Always have, always will. Nobody there knows what the ENTIRE system does, or how it does it. Too many moving parts. So they need reinforcing signals. This is not rocket science understanding of the flaws in their system. 2/
— Alan Bleiweiss (@AlanBleiweiss) March 21, 2019
While Bleiweiss insists that Google needs reinforcing signals like link relationship tags to effectively index, Halasz points out that there are other search engines out there and (perhaps more importantly) that these tags may provide support for users who rely on technology such as screen readers to navigate.
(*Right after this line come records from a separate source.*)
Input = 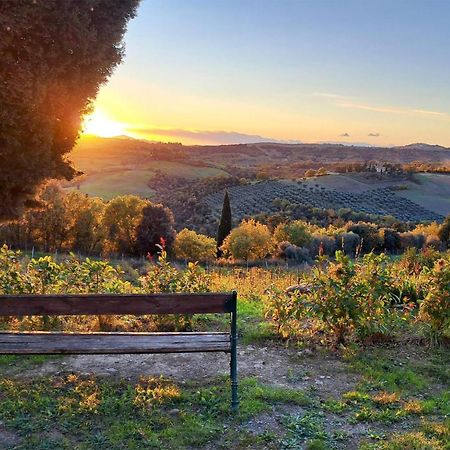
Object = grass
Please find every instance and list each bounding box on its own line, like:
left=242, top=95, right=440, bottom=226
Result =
left=0, top=375, right=310, bottom=450
left=71, top=161, right=227, bottom=200
left=0, top=345, right=448, bottom=449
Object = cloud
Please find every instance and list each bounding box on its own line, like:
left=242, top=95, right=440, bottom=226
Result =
left=313, top=92, right=353, bottom=100
left=368, top=132, right=380, bottom=137
left=126, top=127, right=301, bottom=145
left=340, top=132, right=350, bottom=137
left=337, top=101, right=448, bottom=119
left=313, top=91, right=449, bottom=120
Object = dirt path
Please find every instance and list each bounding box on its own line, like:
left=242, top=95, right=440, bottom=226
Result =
left=5, top=344, right=359, bottom=400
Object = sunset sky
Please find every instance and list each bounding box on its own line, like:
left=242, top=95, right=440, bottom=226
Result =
left=85, top=0, right=450, bottom=147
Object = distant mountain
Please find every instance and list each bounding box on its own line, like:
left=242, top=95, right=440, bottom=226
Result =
left=394, top=143, right=450, bottom=152
left=72, top=136, right=450, bottom=176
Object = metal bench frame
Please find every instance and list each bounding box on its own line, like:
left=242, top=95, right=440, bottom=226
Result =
left=0, top=291, right=239, bottom=410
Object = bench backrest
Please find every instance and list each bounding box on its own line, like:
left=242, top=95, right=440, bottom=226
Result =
left=0, top=292, right=237, bottom=316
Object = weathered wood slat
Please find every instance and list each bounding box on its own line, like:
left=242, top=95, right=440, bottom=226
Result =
left=0, top=293, right=234, bottom=316
left=0, top=331, right=231, bottom=354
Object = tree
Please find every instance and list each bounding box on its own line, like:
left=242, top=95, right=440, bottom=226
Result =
left=216, top=191, right=232, bottom=257
left=0, top=0, right=139, bottom=220
left=135, top=203, right=176, bottom=256
left=174, top=229, right=216, bottom=262
left=64, top=192, right=105, bottom=254
left=438, top=215, right=450, bottom=248
left=221, top=219, right=272, bottom=261
left=27, top=182, right=69, bottom=252
left=273, top=220, right=312, bottom=247
left=102, top=195, right=148, bottom=255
Please don’t change standard WCAG practices just b/c “Google said”! There are other search engines and other reasons (like accessibility) you should do things on websites that have nothing to do with Google!
— Jenny Halasz (@jennyhalasz) March 22, 2019
Others are highlighting the hypocrisy.
If users love single-page content, why aren’t Google search results on a single page?
— Kevin_Indig (@Kevin_Indig) March 21, 2019
People aren’t just upset that Google stopped supporting these tags, they feel betrayed because they’ve invested resources into making this a part of their user interface on the belief that it’s a best practice.
So what other expensive processes have your engineers been instructing us to use *for years* that you’ve been ignoring *for years*?
— Paul Thompson (@thompsonpaul) March 21, 2019
And, of course, there are the memes.
Hreflang right now pic.twitter.com/csRw1CqiK0
— Screaming Frog (@screamingfrog) March 21, 2019
Translation: the joke here is that the “hreflang” attribute (which tells Google which language a page uses) is next to get the axe. (It is just a joke.)
Why you should care. As search systems evolve, the ways they use or rely on markup changes, too. This won’t be the last subtraction or addition. Google apologized for the lapsed communication and expressed it would communicate markup changes when they happen going forward.
The reactions underscore that just because Google cuts support for something doesn’t mean it may not still be valuable for user experience or recognized by other platforms. Google apologized and maintains that webmasters should use it for reasons other than indexing. Just be sure to consider the broader impact the markup might have before deciding whether or not to stop using it themselves.